Lucca e la Riforma Protestante
La Riforma Protestante nel corso del ‘500 attecchisce profondamente a Lucca, le comunità di commercianti nelle città del nord Europa sono il tramite con cui si diffondono le idee riformatrici, i libri proibiti, il desiderio di moralizzazione del clero. Non c’è famiglia che non abbia qualche suo esponente sostenitore o simpatizzante dei riformatori. La presenza degli «eretici» è tollerata e minimizzata dai Lucchesi, consci dei pericoli a cui è sottoposta la Repubblica.

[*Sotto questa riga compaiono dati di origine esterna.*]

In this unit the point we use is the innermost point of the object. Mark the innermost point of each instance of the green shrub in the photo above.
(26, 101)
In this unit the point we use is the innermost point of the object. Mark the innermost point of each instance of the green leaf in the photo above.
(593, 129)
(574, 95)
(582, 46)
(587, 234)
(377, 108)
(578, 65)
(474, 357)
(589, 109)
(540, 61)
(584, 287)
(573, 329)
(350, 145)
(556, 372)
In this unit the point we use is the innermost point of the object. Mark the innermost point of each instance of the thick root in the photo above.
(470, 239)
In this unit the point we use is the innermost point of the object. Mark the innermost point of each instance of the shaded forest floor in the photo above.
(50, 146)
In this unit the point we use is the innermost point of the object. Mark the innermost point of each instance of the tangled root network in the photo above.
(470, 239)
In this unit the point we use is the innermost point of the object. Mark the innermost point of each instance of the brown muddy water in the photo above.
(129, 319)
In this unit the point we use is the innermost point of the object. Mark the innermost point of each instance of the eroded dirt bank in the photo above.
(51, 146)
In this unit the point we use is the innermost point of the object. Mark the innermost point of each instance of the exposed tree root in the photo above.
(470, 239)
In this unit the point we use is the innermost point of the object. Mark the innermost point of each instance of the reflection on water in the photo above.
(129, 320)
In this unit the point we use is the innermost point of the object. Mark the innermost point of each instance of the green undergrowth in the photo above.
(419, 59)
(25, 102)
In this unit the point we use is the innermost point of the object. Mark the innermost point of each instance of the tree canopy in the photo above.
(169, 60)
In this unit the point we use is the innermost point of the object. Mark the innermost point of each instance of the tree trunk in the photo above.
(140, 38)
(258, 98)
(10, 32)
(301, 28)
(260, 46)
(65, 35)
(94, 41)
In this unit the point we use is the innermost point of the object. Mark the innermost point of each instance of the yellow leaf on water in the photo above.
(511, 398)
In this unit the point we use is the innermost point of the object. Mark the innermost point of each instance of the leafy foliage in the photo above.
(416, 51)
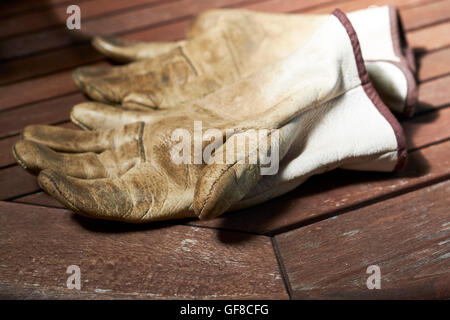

Le ripetute minacce di Roma, la paura di una «crociata» fiorentina contro l’eretica Lucca, spingono i riformatori all’esilio volontario a Ginevra e verso altre città del nord. Tuttavia la Repubblica non accetta ingerenze esterne in questo problema, gelosa dell’integrità e della sovranità della sua giurisdizione rispetto alla chiesa. Gli esuli protestanti non subiscono né processi né requisizioni; non sarà mai consentito l’insediamento un tribunale dell’inquisizione o l’avvento dei Gesuiti. L’esodo impoverisce la città di capitali, di risorse umane e culturali. Dal 1556 con la riforma del Gonfaloniere Martino Bernardini, le cariche pubbliche sono accessibili solo alle famiglie di più antica ascendenza. Lucca si trasforma in una repubblica oligarchica.